What actually happens is that I flick around and land on whatever ancient movie the terrestrial channels happen to showing at that moment. I dip into things I have seen hundreds of times before. This year, for instance, one nine am rendezvous had me deep into The Towering Inferno, reflecting how Steve McQueen had gotten the meatier role. He was constantly leaping from one horrible scenario to the next. In one notable moment, he held onto a brave firefighter by his fingertips while a helicopter lowered the detached scenic lift they were on, slowly to the ground. After they were down, McQueen pumped the guy’s hand twice, like he had won the office raffle, then hopped straight  into a waiting red estate car and off to the next disaster. Incidentally, When that helicopter dropped him on the roof of that lift, how did it get close enough to the building to get him on there without the rotor blades shattering on the walls?

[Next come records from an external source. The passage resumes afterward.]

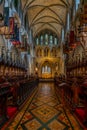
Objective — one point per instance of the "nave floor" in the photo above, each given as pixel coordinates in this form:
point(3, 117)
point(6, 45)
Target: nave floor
point(44, 111)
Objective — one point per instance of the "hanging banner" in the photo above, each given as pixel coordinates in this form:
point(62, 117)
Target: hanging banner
point(83, 18)
point(6, 16)
point(85, 8)
point(2, 13)
point(15, 36)
point(11, 25)
point(71, 37)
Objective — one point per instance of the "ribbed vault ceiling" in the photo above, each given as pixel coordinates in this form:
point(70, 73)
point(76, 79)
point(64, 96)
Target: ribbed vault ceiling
point(46, 14)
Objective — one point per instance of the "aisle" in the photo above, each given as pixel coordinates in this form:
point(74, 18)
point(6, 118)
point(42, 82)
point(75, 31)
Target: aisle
point(44, 111)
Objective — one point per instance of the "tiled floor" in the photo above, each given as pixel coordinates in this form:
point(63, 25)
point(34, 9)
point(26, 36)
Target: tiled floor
point(44, 111)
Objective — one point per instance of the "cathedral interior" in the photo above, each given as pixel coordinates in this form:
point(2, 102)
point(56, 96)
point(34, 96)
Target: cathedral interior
point(43, 65)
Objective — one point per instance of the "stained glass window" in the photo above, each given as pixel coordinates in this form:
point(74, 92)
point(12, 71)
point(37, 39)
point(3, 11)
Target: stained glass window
point(51, 39)
point(37, 41)
point(55, 41)
point(46, 39)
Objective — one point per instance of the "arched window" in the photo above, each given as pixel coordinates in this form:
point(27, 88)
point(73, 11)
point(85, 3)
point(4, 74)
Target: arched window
point(51, 39)
point(37, 41)
point(41, 40)
point(68, 21)
point(46, 39)
point(62, 34)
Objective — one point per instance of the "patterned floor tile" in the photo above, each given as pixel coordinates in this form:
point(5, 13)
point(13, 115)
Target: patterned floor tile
point(32, 106)
point(45, 112)
point(32, 125)
point(55, 125)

Also, it was cruel in the extreme that poor con-man Fred Astaire magically found true love, moments before the lady who was the object of his affections fell solidly to her doom.

My Fair Lady (aged poorly), The Poseidon Adventure (belligerent), Willy Wonka (great first 30 mins), Fiddler on the Roof (downer), Bridge on the River Kwai (wide widescreen), An Affair to Remember (ends abruptly). These are the type of films, or part of films that make up my Christmas viewing. The promised new releases will be seen in small doses through the coming year. Twelve months behind everyone else but who cares?

The upshot of it all is this. The things I do when I inevitably fail to do the things I thought I’d do at Christmas. Well… they are the very best things of all.

1 comment:

Jim Murdoch said...

You talked about TV papers a while back and I do have a very clear memory of sitting with the TV Times and Radio Times and a highlighter (did we have highlighters back then?) and marking out my television viewing for the two weeks surrounding Christmas. Now I use TV&Satellite Week (the lack of spaces really annoys me) but it’s not the same. I recall one year the BBC had a festival of Woody Allen films which was a real treat but nothing remotely like that nowadays. So many channels and yet so few things to set the TiVo for. (Not sure what the correct terminology is there because I still talk about taping TV shows and I’ve probably not done that in twenty years.) We taped a couple of Christmas specials—Ghosts and All Creatures Great & Small but not much else. I could’ve watched an old Morecambe and Wise Christmas Show but they make me quite sad now.

We never stayed up for the Bells. Haven’t in a few years now. As it happens, I’d already got up when the fireworks started, otherwise I wouldn’t have even noticed. They woke up Carrie and she came down and joined me for a couple of hours and then we went back to bed. The cat was nowhere to be seen. He spent Guy Fawkes Night with us this year though, hiding in Carrie’s office.

The conversation piece this year was, unsurprisingly, Doctor Who. Didn’t hate the new doctor—have never actually hated any doctor (they all have their endearments (is that the right word?))—but not sure about the storyline and didn’t like the singing at all. Will keep watching because, well, it’s Doctor Who innit?